Im Zuge der Globalisierung gerieten über Jahrhunderte gewachsene Privilegien älterer, weißer, deutscher/europäischer, heterosexueller Männer immer mehr in Gefahr. Daher die Sehnsucht dieser Gruppe nach den „guten, alten Zeiten“.
Geschickte Internet-Nutzung und Vernetzung
Der für Viele, wenn nicht die Meisten, kaum erwartete Erfolg eines Donald Trump bei den Präsidentschaftswahlen in den USA, wohl wesentlich geplant von Stephen Bannon, ist hier für mich beispielhaft. Aber auch die in wenigen Jahren vollzogene Entwicklung der AfD von einer zunächst nur Euro-kritischen, konservativen Wirtschaftspartei zu einer, meiner Meinung nach, heute eher rechtsradikalen, ausländerfeindlichen und unsere Demokratie gefährdenden Partei (zumindest der Teilbereich des „Flügels“), ist mit demokratischen Diskussionsprozessen innerhalb der AfD nicht erklärbar.

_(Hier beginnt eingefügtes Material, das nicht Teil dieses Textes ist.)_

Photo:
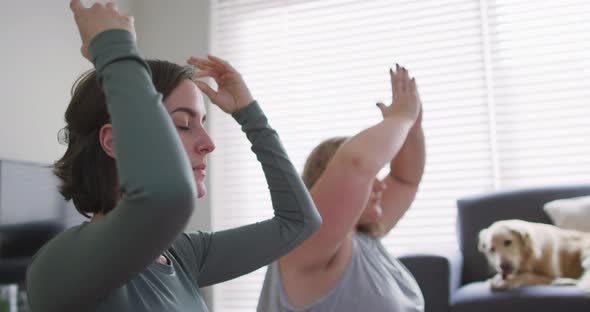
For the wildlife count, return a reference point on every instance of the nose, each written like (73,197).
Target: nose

Zunehmende Kluft zwischen Stadt und Land
Wo heute kein Bäcker, Metzger, Geldausgabeautomat oder Bushaltestelle, kein Arzt oder Dorfkneipe mehr vorhanden ist, findet man nach meinem Eindruck am ehesten noch einen lokalen Ansprechpartner der AfD – nicht der CDU, SPD, FDP, oder Grünen, auch immer seltener der Linken. Und der hat dann leichtes Spiel, es doch „denen da oben“ mal zu zeigen, am besten in Form von zwei Stimmen für die AfD.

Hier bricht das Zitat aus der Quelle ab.